| mk_ | but how do I figure out the distance? |
| TRWBW | mk_: c(t)=c0+t*v, define the line with a unit normal to it, get a quadradic |
| mk_ | since there are an infinite number of points on the line unit normal to it? |
| TRWBW | mk_: define the line as ax+by=c, or {a,b}.{x,y}=c |
| mk_ | alright |
| TRWBW | mk_: {a,b} is a normal vector to the line |
| anubiss | i have some problems with trig identities : i have to integrate sqrt(1 -sin(t) ) |
| TRWBW | mk_: if it's a unit normal, then |{a,b}.{x,y}-c| is distance to the line |
| Eclipsor | substitute, anubiss ? |
| mk_ | what is the {a,b}.{x,y} notation? |
| Eclipsor | and remember that cos is an evil derivative because it turns sin negative while sin is all peaceful and turns into positive cosine :) |
| anubiss | i can use the conjugate to obtain: sqrt( 1 - sin(t) ) * ( ( 1+sin(t) ) / ( ( 1+ sin(t) ) ) |
| TRWBW | mk_: i use . for dot mk_: raise it up half a line height and it looks like dot product |
| mk_ | ...multiplication? |
| anubiss | and the answer book gives after this step : sqrt( cos^2(t) / sqrt(1+ sin(t) and i dont undetstand |
| droptothetop | In relation to existence and uniqueness of a solution to a differential equation, if it's determined that there is no unique solution given a certain initial condition how can you show that there is more than one solution?

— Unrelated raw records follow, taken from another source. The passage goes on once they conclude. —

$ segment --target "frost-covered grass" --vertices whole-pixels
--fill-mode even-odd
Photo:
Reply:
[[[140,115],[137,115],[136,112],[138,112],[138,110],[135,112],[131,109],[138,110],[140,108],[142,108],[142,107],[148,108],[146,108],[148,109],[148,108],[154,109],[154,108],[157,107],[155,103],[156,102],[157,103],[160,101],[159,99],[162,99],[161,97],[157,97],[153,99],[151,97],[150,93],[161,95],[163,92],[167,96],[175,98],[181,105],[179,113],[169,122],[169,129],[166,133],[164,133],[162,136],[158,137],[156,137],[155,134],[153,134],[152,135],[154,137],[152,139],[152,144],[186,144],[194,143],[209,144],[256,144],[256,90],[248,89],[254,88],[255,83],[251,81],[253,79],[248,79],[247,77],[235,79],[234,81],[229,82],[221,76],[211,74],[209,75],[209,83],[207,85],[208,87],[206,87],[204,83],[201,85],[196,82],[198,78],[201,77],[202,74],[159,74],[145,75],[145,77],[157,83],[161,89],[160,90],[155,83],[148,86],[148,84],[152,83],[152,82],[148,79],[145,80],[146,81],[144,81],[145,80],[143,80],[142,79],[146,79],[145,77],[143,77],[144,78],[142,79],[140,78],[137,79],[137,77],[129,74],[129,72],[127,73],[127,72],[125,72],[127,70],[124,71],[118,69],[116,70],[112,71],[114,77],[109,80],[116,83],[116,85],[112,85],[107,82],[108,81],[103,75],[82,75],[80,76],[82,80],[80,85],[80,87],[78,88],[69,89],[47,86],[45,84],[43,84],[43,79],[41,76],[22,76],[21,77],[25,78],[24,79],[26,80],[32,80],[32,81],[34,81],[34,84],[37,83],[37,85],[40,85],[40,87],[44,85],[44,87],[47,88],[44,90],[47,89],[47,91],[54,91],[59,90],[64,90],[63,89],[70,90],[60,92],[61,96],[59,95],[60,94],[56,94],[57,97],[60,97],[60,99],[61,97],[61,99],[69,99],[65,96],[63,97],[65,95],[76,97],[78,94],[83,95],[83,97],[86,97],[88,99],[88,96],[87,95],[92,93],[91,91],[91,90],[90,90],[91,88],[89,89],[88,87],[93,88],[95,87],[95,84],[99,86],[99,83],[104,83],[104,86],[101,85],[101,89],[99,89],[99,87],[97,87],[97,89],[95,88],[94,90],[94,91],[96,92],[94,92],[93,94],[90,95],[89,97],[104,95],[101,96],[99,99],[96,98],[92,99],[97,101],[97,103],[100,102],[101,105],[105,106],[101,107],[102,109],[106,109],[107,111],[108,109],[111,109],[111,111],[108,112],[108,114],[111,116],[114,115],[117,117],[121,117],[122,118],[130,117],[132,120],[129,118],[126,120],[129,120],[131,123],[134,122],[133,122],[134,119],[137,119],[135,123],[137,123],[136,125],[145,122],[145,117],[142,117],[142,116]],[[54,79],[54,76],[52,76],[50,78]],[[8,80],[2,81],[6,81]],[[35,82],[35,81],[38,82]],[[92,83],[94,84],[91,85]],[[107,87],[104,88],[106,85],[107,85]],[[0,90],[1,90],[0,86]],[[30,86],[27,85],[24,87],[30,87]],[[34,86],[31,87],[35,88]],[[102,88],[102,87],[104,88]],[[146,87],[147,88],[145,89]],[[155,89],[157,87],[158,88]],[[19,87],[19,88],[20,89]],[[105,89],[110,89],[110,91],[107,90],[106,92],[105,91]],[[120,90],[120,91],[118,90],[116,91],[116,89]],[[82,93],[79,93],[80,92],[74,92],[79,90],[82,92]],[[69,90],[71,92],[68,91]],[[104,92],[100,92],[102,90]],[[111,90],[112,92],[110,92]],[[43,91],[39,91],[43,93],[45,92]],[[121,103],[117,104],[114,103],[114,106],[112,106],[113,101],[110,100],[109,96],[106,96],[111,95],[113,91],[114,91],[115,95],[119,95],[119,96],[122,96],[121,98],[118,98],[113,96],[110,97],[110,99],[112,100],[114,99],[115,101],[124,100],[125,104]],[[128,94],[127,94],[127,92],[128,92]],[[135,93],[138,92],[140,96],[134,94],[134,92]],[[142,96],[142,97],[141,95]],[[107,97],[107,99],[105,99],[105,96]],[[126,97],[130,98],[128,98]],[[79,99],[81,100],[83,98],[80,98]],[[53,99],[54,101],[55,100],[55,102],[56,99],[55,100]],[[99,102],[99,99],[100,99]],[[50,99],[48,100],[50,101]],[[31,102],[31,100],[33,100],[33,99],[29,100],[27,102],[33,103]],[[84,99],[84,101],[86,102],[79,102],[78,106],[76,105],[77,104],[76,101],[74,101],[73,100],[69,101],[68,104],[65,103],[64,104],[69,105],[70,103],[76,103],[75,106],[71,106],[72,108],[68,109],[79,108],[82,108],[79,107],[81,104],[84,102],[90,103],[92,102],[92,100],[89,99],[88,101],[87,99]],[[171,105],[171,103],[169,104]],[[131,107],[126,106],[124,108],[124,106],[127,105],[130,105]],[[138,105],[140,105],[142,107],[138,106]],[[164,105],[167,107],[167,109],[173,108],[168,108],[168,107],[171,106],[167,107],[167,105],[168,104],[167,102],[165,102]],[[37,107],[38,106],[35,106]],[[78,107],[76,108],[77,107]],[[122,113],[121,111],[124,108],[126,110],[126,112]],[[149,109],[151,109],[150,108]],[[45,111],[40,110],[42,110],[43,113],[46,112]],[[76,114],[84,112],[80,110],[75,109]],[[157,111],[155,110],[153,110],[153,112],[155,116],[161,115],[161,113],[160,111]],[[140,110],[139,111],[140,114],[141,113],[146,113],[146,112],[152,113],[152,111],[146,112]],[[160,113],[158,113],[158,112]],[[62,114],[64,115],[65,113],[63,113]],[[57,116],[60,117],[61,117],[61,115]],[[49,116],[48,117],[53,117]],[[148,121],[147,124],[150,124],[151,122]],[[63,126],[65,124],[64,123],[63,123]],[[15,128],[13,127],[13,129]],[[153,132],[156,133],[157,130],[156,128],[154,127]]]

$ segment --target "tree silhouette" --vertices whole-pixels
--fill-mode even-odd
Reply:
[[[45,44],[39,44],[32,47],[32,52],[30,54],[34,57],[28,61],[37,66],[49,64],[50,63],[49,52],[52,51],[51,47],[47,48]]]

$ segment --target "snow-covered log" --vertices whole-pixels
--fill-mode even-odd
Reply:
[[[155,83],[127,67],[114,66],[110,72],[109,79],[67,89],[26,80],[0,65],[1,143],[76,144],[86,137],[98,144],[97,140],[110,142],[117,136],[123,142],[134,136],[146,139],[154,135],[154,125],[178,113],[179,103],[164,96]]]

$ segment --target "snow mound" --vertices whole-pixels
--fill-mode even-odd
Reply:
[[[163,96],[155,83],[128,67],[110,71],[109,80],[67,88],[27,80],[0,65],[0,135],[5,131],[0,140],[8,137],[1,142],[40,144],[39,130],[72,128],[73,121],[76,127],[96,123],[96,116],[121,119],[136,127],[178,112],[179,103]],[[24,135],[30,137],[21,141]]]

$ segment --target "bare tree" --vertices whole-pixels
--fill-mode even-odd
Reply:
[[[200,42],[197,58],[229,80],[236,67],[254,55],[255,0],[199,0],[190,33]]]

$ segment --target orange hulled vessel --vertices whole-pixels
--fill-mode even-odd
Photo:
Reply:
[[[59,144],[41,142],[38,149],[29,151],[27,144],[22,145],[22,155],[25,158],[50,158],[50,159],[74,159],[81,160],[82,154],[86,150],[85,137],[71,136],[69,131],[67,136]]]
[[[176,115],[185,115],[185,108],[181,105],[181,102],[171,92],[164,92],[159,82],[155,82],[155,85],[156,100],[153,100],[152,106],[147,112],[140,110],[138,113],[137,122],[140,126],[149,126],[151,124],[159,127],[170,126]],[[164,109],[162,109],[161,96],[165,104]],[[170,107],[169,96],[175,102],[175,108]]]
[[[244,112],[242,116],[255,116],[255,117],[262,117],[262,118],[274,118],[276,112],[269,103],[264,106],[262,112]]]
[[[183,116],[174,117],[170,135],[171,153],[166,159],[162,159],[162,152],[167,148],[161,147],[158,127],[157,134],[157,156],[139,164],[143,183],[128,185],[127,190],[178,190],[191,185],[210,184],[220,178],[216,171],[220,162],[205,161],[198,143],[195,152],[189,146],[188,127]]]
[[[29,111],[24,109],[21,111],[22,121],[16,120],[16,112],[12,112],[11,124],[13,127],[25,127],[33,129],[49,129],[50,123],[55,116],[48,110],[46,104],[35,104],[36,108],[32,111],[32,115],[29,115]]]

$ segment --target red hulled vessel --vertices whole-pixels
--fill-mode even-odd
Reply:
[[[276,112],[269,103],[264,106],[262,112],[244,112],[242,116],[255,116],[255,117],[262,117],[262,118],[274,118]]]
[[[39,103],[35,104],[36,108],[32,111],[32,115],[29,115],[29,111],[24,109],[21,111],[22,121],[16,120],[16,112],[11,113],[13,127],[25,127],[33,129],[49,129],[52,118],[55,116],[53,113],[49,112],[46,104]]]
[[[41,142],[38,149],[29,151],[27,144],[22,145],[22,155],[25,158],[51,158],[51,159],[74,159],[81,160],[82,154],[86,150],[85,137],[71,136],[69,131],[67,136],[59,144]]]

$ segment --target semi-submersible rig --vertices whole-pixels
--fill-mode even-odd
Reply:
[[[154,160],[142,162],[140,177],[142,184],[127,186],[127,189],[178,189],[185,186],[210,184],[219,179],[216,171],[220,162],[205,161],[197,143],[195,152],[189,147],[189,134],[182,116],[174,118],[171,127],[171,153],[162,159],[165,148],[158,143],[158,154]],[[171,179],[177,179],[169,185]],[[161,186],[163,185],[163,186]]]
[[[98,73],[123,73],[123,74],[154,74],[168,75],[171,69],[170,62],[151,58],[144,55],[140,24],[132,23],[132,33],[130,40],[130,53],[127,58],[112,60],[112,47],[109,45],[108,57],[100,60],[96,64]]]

One way would be to solve the equation. |
| anubiss | first i dont understand how you can multiply 1 - sin(t) by 1+ sin(t) and second the answer cos^2 .. |
| droptothetop | But how to show that there are two? |
| TRWBW | droptothetop: how about f+1=f, that's a differential equation with no unique solution |
| Olathe | anubiss: (1 - sin)(1 + sin) = 1 - sin^2. cos^2 + sin^2 = 1. |
| anubiss | ok first i dont understand how you can multiply sqrt(1 - sin(t)) by sqrt(1+ sin(t)).. they are different! |
| Olathe | anubiss: (1 - sin)(1 + sin)/(1 + sin) |
| droptothetop | TRWBW, well, I am speaking specifically about ones that are given initial conditions, and at those initial conditions there is discontinuity in f(y,t) in y'=f(y,t) |
| anubiss | hum, well my problem boils down to the sqrt's |
| Olathe | anubiss: a = ab/b |
| anubiss | why do you remove them |
| TRWBW | droptothetop: f=1+f, f(0)=1 |
| droptothetop | or in d f(y,t) /dy |
| Olathe | anubiss: Where are they removed ? |
| mk_ | ok, I see what the dot product is. I use a and b from the line, and x and y from the circle... what's c then? |
| anubiss | i see so you dont care about the sqrt's you just multiply whats inside kk |
| TRWBW | mk_: that lets you shift the line. |